Il leader nordcoreano, Kim Jong-un, ha supervisionato un lancio di missili ipersonici strategici. L'agenzia statale KCNA ha riportato il test come risposta a tensioni globali. I media statali hanno evidenziato che la "crisi geopolitica" ha reso il test più urgente, in quello che sembra un riferimento all'intervento degli Stati Uniti in Venezuela. Questo episodio evidenzia l'intensificazione della deterrenza di Pyongyang contro presunte minacce.
Kim Jong-un ha supervisionato il lancio il 4 gennaio 2026. Si tratta del primo test dell'anno nella Corea del Nord. Le fotografie ufficiali ritraggono il leader nordcoreano accanto a generali.
"Recentemente sono stati conseguiti importanti risultati nel mettere a punto le nostre forze nucleari e prepararle per una guerra vera e propria", avrebbe affermato Kim, citato dalla KCNA.
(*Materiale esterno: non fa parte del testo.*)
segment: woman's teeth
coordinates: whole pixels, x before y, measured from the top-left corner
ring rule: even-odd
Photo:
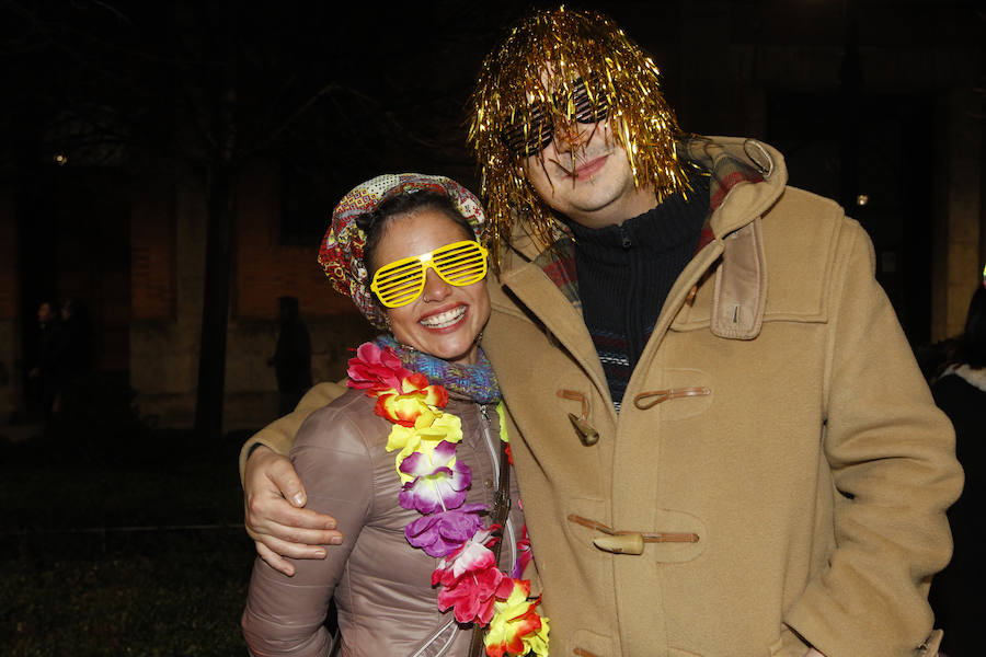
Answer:
[[[467,307],[457,306],[456,308],[446,312],[422,318],[417,321],[417,323],[426,328],[445,328],[446,326],[451,326],[452,324],[461,320],[462,315],[466,314],[466,310]]]

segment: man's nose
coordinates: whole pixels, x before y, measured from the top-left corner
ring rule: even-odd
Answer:
[[[581,124],[574,120],[554,122],[554,150],[566,153],[572,150],[585,148],[593,138],[595,124]]]
[[[425,270],[425,286],[421,295],[425,302],[443,301],[451,293],[451,286],[438,276],[435,269],[428,267]]]

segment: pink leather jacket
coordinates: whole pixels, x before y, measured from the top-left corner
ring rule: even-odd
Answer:
[[[322,626],[335,597],[347,657],[466,655],[471,626],[440,612],[432,570],[437,560],[412,548],[404,527],[420,518],[398,504],[395,452],[383,447],[391,424],[374,414],[375,400],[351,390],[314,412],[298,431],[291,460],[308,492],[308,506],[328,512],[345,535],[325,560],[296,560],[286,577],[260,558],[253,566],[243,612],[251,654],[328,655],[332,637]],[[462,420],[456,458],[472,470],[467,504],[492,508],[498,481],[500,422],[493,405],[449,400]],[[511,473],[512,507],[500,567],[509,573],[524,519]]]

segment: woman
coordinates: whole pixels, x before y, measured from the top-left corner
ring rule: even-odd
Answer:
[[[297,435],[309,507],[331,509],[347,540],[297,561],[290,578],[256,561],[243,613],[254,655],[326,655],[333,597],[345,656],[465,657],[483,643],[496,657],[547,655],[547,619],[516,579],[529,560],[519,504],[494,510],[498,492],[516,500],[517,489],[478,344],[490,316],[483,228],[475,197],[440,176],[379,176],[336,206],[319,262],[388,334],[359,347],[352,390]]]

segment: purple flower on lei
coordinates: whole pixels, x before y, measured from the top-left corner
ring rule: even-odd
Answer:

"La recente crisi geopolitica e i complicati eventi internazionali ne sono un esempio lampante", avrebbe aggiunto il leader nordcoreano, all'indomani della cattura di Nicolas Maduro e della sua moglie il 3 gennaio a Caracas.
Pyongyang punta a rafforzare gradualmente la capacità nucleare del paese per avere più potere di deterrenza.
Seul e Tokyo hanno dichiarato di aver rilevato due proiettili balistici lanciati da siti vicino alla capitale nordcoreana Pyongyang. I lanci sarebbero avvenuti poche ore prima del viaggio del presidente sudcoreano, Lee Jae-Myung, in Cina per un vertice. Lee spera di usare la visita per sfruttare l’influenza della Cina sulla Corea del Nord e favorire un miglioramento dei rapporti tra Seul e Pyongyang.
Molti esperti ritengono che le azioni degli Stati Uniti potrebbero spingere Kim Jong-un a rafforzare ulteriormente le armi nucleari del paese, che a suo avviso sono essenziali per proteggere il governo e mantenere la sovranità della Corea del Nord di fronte a ciò che percepisce come ostilità americana.
I programmi atomici di Pyongyang differenziano infatti la Corea del Nord dal Venezuela. Inoltre, Pyongyang rafforza i vincoli con Mosca attraverso cooperazione tecnologica e militare, consolidando la propria posizione strategica globale.